Von alledem unbenommen könnte die Innenbehörde bei der angestrebten Abschiebung von Abbes Chihi die sofortige Vollziehbarkeit anordnen. Doch auch das ist nicht zwingend ein probates Mittel. Wie gegen jeden behördlichen Akt, kann gegen so einen Bescheid Widerspruch eingelegt werden. Zuständig wäre das Verwaltungsgericht – eine Instanz, die im Juli 2022 Chihi recht gegeben hatte, als er sich juristisch gegen die Abschiebung wehrte. Damals hieß es in der Urteilsbegründung, dass der Imam die Schwelle zum Aufruf zu Hass und Gewalt nicht erreicht habe. Chihis Aussagen in den Freitagsgebeten bewegten sich noch im Rahmen der im Grundgesetz geschützten Meinungs- und Glaubensfreiheit.
Das sieht das OVG anders und Bremens Innensenator Ulrich Mäurer (SPD) sowieso.
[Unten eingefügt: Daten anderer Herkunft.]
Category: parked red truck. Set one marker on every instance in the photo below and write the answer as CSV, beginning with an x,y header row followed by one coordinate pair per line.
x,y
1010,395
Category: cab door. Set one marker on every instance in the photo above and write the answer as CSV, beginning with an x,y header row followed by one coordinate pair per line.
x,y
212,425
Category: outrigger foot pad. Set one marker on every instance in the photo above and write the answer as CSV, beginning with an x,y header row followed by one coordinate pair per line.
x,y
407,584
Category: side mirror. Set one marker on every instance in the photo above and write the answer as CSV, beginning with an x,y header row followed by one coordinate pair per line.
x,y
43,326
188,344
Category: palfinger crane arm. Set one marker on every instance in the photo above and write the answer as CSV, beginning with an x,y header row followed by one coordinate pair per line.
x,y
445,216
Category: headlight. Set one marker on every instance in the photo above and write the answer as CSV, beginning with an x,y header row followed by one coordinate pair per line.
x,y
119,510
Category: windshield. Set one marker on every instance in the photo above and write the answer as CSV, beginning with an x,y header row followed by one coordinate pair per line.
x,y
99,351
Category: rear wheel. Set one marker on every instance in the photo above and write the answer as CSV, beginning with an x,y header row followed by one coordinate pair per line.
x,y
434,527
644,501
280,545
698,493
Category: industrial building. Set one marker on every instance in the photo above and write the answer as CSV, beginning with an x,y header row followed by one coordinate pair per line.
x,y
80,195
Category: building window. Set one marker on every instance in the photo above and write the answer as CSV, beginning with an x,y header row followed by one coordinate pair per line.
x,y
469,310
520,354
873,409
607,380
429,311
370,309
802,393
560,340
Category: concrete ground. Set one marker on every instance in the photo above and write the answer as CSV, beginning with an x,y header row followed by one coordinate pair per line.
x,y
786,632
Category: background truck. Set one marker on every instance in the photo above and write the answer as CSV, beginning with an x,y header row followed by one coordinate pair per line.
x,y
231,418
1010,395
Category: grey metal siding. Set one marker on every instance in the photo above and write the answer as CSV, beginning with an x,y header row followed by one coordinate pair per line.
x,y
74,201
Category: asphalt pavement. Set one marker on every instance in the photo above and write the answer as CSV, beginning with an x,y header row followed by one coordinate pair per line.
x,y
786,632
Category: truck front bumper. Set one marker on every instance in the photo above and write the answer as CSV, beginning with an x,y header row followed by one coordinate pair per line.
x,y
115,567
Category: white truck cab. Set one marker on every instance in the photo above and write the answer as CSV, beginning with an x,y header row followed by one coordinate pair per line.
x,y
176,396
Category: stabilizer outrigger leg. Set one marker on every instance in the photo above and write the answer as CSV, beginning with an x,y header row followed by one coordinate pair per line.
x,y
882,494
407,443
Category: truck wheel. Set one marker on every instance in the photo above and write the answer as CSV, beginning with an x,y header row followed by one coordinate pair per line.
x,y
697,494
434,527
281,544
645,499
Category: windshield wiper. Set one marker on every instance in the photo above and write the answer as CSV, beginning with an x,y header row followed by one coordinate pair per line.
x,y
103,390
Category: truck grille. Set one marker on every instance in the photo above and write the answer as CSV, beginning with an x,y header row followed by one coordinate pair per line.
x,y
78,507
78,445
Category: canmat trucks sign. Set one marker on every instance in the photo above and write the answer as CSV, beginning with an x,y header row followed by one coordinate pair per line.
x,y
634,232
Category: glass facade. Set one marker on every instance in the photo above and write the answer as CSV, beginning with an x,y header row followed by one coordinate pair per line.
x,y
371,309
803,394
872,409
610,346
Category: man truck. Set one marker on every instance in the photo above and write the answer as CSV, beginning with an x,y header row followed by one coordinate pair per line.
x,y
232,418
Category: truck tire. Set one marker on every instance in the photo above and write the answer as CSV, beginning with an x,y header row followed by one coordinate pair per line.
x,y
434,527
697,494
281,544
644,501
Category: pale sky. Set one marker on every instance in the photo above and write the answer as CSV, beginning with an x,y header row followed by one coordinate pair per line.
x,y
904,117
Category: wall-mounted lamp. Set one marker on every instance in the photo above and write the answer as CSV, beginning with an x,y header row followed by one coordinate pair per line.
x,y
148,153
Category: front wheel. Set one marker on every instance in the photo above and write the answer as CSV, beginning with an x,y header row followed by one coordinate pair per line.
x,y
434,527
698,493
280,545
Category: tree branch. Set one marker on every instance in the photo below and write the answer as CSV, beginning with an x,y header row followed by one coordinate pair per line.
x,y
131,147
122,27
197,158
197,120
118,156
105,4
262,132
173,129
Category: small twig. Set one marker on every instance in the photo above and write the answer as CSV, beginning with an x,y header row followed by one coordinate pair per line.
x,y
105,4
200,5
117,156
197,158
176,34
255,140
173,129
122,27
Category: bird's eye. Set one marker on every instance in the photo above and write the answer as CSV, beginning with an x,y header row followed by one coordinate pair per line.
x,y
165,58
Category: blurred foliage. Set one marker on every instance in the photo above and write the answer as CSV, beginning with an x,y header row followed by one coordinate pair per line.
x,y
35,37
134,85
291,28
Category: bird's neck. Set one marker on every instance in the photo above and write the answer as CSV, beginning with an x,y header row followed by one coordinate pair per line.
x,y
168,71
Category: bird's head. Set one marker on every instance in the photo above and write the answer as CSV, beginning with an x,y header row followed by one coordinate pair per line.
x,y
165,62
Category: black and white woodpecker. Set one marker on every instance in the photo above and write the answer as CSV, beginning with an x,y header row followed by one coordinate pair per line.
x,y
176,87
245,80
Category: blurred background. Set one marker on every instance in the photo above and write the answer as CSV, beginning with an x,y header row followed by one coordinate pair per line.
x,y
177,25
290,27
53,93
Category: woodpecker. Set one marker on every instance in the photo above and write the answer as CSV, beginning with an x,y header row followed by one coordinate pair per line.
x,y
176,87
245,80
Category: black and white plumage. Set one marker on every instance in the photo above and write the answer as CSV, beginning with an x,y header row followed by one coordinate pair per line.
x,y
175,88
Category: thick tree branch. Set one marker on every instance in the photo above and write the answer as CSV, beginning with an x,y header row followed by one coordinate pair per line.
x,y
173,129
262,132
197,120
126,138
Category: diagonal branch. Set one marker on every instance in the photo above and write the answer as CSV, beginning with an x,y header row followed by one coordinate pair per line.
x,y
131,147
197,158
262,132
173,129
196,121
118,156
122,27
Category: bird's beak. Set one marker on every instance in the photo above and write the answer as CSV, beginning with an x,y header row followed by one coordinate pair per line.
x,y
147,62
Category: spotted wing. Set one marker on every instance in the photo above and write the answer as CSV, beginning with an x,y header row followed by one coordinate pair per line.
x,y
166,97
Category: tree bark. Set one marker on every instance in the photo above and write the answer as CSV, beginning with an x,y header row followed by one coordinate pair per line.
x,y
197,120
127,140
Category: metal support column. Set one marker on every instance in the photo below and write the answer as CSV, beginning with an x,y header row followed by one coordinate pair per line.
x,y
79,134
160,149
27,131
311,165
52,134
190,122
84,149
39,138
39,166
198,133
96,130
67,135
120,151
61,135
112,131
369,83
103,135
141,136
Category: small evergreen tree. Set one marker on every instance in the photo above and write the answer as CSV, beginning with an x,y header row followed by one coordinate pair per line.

Leute wie Abbes Chihi würden das gesellschaftliche Klima vergiften, hatte Mäurer nach dem OVG-Urteil erklärt. "Mehr noch – sie lehnen unsere westliche Rechts- und Werteordnung völlig ab und hetzen Menschen mit unabsehbaren Folgen gegen Teile der Bevölkerung auf." Der Senator beklagt die Länge des Verfahrens: "Das ist ein Problem in dieser Republik, dass man gegen jede Entscheidung Klage oder Widerspruch erheben kann", sagte der Senator in einem Beitrag von "Spiegel-TV" über den Bremer Hassprediger. Die Verfahren würden dadurch endlos. "Der Rechtsstaat ist allemal gut, aber das kann man kaum vermitteln", so Mäurer.
Die Gewerkschaft der Polizei betrachtet das Urteil zur Ausweisung des salafistischen Predigers als Vorbild. „Ich fordere die Innenminister und -senatoren auf, konsequent gegen weitere Hassprediger in ihren Ländern vorzugehen“, sagte GdP-Bundesvorsitzender Jochen Kopelke.